A variety of Democratic leaders, including House Speaker Nancy Pelosi (D-Calif.), have taken some cautious steps to distance themselves from Tlaib's comments.
What surprised me, though, was the GOP's reaction. I assumed Republicans would seize on the push among some Democrats to begin impeachment proceedings against Donald Trump. Instead, some in the party appear focused on accusing Rashida Tlaib of having a potty mouth.
House Minority Leader Kevin McCarthy (R-Calif.) boasted to reporters this morning, "You know what happened in the last Congress, when Republicans were in the majority? You know what our freshman class did? It put a resolution together to actually work with one another, to not use foul language.... This is the difference with this new Congress and it's wrong."
Really? Donald Trump's party is prepared to take a bold stand in support of a civil public discourse?
I seem to recall the president running for office using quite a bit of "foul language," while being cheered on by Republican voters wearing "F**k Your Feelings" shirts at Trump rallies.
I also recall the House Republican conference meeting in 2017, when then-Rep. Martha McSally (R-Ariz.) rallied her colleagues to take health care from millions by declaring, "Let's get this f**king thing done!"

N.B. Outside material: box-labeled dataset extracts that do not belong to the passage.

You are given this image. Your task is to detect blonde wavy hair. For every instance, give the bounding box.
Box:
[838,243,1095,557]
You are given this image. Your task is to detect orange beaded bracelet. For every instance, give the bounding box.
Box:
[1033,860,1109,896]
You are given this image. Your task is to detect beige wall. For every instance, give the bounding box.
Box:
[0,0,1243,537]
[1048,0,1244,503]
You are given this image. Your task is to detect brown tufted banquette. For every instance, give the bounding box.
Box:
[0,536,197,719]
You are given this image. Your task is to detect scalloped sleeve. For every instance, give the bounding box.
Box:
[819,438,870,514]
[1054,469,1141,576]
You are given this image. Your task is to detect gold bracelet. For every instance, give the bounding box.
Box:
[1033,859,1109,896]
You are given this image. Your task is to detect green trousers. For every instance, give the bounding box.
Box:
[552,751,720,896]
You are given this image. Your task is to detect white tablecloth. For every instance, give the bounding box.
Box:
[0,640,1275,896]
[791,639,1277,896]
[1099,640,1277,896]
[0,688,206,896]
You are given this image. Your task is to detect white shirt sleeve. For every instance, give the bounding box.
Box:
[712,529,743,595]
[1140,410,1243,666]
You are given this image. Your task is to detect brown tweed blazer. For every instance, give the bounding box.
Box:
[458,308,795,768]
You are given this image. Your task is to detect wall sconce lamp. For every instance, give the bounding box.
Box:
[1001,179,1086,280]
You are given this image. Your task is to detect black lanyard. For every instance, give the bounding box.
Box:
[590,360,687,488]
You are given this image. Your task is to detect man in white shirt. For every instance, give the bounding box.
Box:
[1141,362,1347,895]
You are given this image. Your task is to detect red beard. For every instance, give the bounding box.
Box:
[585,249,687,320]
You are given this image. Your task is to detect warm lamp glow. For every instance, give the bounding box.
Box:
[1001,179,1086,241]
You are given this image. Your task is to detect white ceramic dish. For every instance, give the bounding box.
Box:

Reasonable people can -- and perhaps should -- have a discussion about the merits of the president's impeachable offenses. But for Kevin McCarthy to cheer on Trump, while looking for the fainting couch after hearing a Democrat use profanity, is awfully tough to take seriously.
For his part, the president argued this morning that he shouldn't be impeached because he's popular and successful. Putting aside the fact that he's neither popular nor successful, Trump still seems to believe that impeachment is reserved for disliked and unaccomplished presidents. That's really not how the process works.